И все знали, что Петр Кирилыч обсчитывает, но никто не мог понять, как именно, а товарищи-половые радовались:
– Вот молодчина!
И учились, но не у всех выходило.
Когда в трактирах ввели расчет на «марки», Петр Кирилыч бросил работу и уехал на покой в свой богато обстроенный дом на Волге, где-то за Угличем. И сказывали земляки, что, когда он являлся за покупками в свой Углич и купцы по привычке приписывали в счетах, он сердился и говорил:
– А ты Петра Кирилыча хоть мне-то не заправляй! Да еще оставил после себя Петр Кирилыч на память
потомству особый способ резать расстегаи.
Трактир Егорова кроме блинов славился рыбными расстегаями. Это – круглый пирог во всю тарелку, с начинкой из рыбного фарша с вязигой, а середина открыта, и в ней, на ломтике осетрины, лежит кусок налимьей печенки. К расстегаю подавался соусник ухи бесплатно.
Ловкий Петр Кирилыч первый придумал «художественно» разрезать такой пирог. В одной руке вилка, в другой ножик; несколько взмахов руки, и в один миг расстегай обращался в десятки тоненьких ломтиков, разбегавшихся от центрального куска печенки к толстым румяным краям пирога, сохранившего свою форму. Пошла эта мода по всей Москве, но мало кто умел так «художественно» резать расстегаи, как Петр Кирилыч, разве только у Тестова – Кузьма да Иван Семеныч. Это были художники!
Трактир Егорова – старозаветный, единственный в своем роде. Содержатель, старообрядец, запретил в нем курить табак:
– Чтобы нечистым зельем не пахло.
Нижний зал трактира «Низок» – с огромной печью. Здесь посетителям, прямо с шестка, подавались блины, которые у всех на виду беспрерывно пеклись с утра до вечера. Толстые, румяные, с разными начинками – «егоровские блины».
В этом зале гости сидели в шубах и наскоро ели блины, холодную белужину или осетрину с хреном и красным уксусом.
В зале второго этажа для «чистой» публики, с расписными стенами, с бассейном для стерлядей, объедались селянками и разными рыбными блюдами богачи – любители русского стола, – блины в счет не шли.

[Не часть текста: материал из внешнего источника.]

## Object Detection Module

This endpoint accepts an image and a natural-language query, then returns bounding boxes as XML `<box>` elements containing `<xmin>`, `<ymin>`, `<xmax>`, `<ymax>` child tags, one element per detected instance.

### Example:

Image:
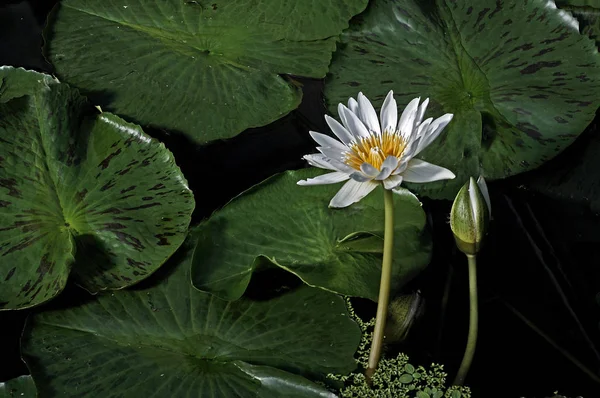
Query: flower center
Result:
<box><xmin>346</xmin><ymin>130</ymin><xmax>407</xmax><ymax>170</ymax></box>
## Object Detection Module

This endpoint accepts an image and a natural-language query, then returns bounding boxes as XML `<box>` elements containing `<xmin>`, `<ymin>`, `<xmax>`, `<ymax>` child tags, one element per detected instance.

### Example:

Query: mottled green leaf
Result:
<box><xmin>325</xmin><ymin>0</ymin><xmax>600</xmax><ymax>199</ymax></box>
<box><xmin>23</xmin><ymin>241</ymin><xmax>360</xmax><ymax>398</ymax></box>
<box><xmin>45</xmin><ymin>0</ymin><xmax>367</xmax><ymax>142</ymax></box>
<box><xmin>0</xmin><ymin>376</ymin><xmax>37</xmax><ymax>398</ymax></box>
<box><xmin>0</xmin><ymin>67</ymin><xmax>194</xmax><ymax>309</ymax></box>
<box><xmin>192</xmin><ymin>169</ymin><xmax>430</xmax><ymax>300</ymax></box>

Против ворот[1] [1 Въезд во двор со стороны Тверской, против Обжорного переулка] Охотного ряда, от Тверской, тянется узкий Лоскутный переулок, переходящий в Обжорный, который кривулил к Манежу и к Моховой; нижние этажи облезлых домов в нем были заняты главным образом «пырками». Так назывались харчевни, где подавались: за три копейки – чашка щей из серой капусты, без мяса; за пятак – лапша зелено-серая от «подонья» из-под льняного или конопляного масла, жареная или тушеная картошка.
Обжорный ряд с рассвета до полуночи был полон рабочего народа: кто впроголодь обедал в «пырках», а кто наскоро, прямо на улице, у торговок из глиняных корчаг – осердьем и тухлой колбасой.
В обжорке съедались все те продукты, какие нельзя было продать в лавках и даже в палатках Охотного. Товар для бедноты – слегка протухший, «крысами траченый».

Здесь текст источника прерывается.